International hockey will be played only after a vaccine is developed to cure the deadly coronavirus, the FIH announced, as the world governing body revealed a five-stage process, devised for the resumption of the game at different levels. The International Hockey Federation (FIH) believes global competition among its member countries will be possible only during the last stage of the process, the timeline of which cannot be set. “These are very early days when it comes to a return to action but, within its, guidance FIH has produced a five-stage process showing the route back to something resembling normality. This starts, as has been seen in the Netherlands and Belgium, with a return to carefully managed training, still with social distancing measures in place,” the FIH said in a statement.
“The next stage will be a resumption of regional competition, followed by local travel between neighbouring nations. The trans-Continental competition will follow and, finally, once a vaccine is in place, it is hoped there will be a return to normal competition.”
“There is no time scale for these stages to be reached and it will vary from country to country.”
FIH said when competition does resume, organisers will need to be hugely conscious of safety measures that will need to be implemented, in order to keep the hockey workforce and the fans safe.
The document will help and support Continental Federations, National Associations and clubs in their efforts to make headway towards resuming some sort of training activities.
“The guidelines, which are aligned to those issued by the World Health Organisation (WHO), cover the entire hockey workforce – athletes, coaches, officials, staff, administrators, and volunteers. Along with a risk assessment chart to which all hockey organisations are advised to adhere, there are also guidelines for organisers of international events once there is a return to international competition,” the FIH said.

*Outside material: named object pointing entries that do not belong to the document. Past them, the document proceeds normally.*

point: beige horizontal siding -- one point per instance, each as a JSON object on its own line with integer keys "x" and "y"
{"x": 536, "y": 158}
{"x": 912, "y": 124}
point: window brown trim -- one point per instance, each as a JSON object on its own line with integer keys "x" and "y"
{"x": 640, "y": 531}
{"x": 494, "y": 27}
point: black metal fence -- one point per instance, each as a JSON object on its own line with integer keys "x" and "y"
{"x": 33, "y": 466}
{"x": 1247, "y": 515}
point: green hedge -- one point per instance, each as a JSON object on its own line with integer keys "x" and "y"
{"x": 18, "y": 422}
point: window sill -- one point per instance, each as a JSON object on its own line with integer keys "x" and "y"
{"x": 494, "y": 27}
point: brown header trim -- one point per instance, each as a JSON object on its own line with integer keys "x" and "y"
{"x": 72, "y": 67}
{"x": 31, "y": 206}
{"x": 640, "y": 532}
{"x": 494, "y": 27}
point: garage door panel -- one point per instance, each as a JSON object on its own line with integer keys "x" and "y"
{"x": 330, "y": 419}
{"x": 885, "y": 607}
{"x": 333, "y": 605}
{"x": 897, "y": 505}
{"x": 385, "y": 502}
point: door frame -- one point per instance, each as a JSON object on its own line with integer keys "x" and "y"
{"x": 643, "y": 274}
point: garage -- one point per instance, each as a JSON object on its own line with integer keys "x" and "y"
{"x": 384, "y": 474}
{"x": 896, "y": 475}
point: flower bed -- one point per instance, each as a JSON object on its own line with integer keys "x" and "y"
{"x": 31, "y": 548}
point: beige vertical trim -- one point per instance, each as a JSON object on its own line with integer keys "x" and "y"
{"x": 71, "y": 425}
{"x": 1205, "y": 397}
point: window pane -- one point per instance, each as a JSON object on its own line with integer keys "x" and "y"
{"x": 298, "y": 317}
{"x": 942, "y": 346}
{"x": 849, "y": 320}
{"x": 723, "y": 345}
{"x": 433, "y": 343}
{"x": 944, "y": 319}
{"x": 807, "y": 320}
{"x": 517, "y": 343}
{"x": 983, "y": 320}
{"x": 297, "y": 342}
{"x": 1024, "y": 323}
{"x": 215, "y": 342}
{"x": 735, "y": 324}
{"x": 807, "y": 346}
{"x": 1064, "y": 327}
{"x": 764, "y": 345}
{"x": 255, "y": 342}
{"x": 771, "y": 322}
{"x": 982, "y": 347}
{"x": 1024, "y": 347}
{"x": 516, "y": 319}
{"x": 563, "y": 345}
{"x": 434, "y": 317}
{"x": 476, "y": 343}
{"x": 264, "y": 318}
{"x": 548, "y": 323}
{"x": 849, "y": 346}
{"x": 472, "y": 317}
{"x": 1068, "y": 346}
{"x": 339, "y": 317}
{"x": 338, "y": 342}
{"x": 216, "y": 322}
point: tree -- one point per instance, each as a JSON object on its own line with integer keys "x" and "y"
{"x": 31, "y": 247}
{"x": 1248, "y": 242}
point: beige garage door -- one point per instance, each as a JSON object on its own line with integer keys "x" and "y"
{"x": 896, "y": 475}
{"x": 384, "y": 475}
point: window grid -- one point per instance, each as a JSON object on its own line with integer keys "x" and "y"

Just like other sports, international hockey has come to a standstill because of the global pandemic, forcing the FIH to extend the second season of the FIH Hockey Pro League, which involves considerable international travel for competing nations, through to June 2021.

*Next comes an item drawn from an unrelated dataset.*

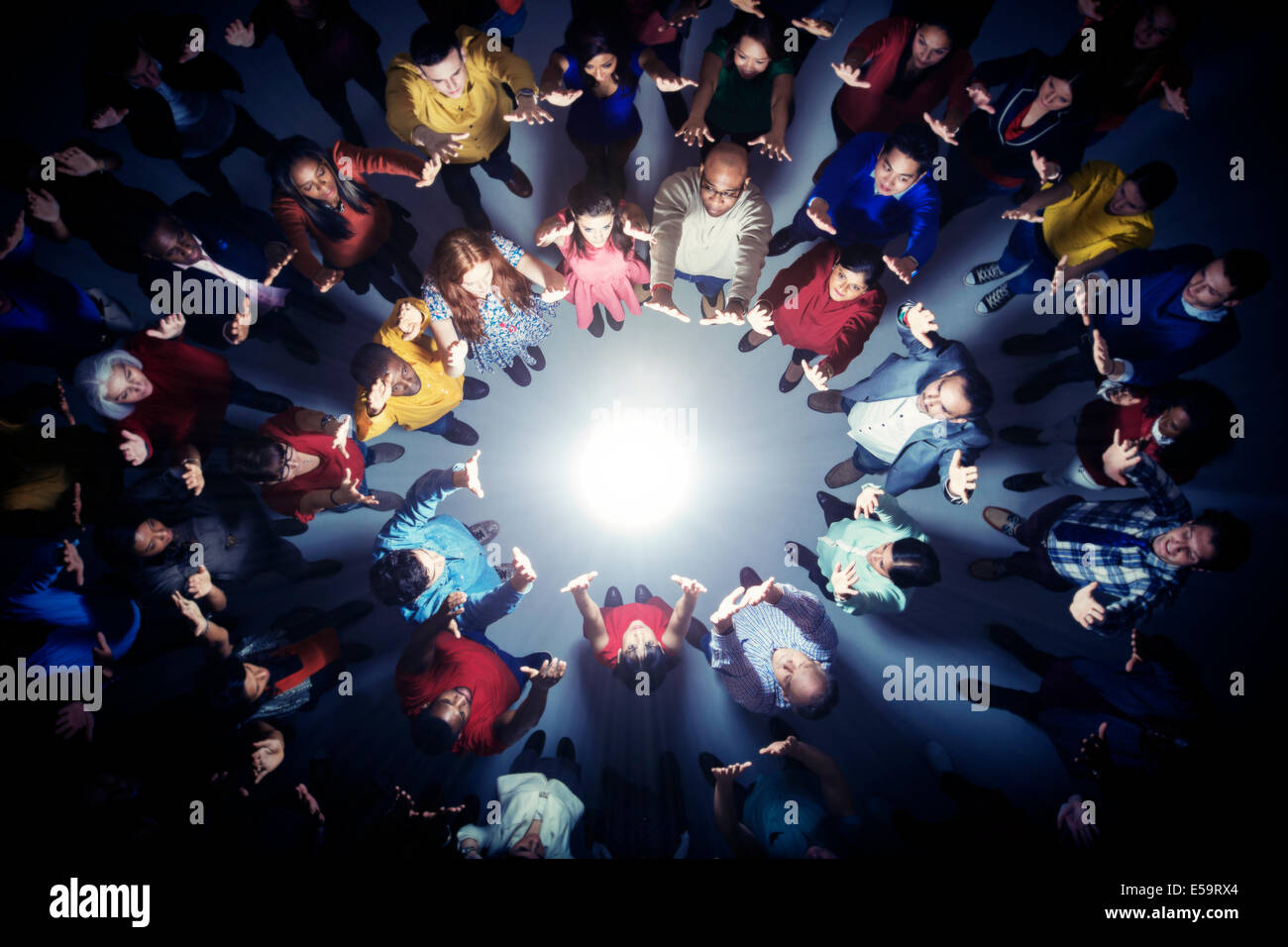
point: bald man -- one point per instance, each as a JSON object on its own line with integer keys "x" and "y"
{"x": 711, "y": 226}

“Hockey, as a team sport, with contact, is seen as a higher risk activity and so is subject to higher levels of control and restriction.” The Health and Safety guidelines of the FIH also includes a risk assessment – produced by Dr Sean Carmody, a doctor of sports medicine at Manchester Metropolitan University.
“Prior to resuming any activity, all hockey organisations should carry out an assessment based on Carmody”s risk assessment chart,” the world body advised.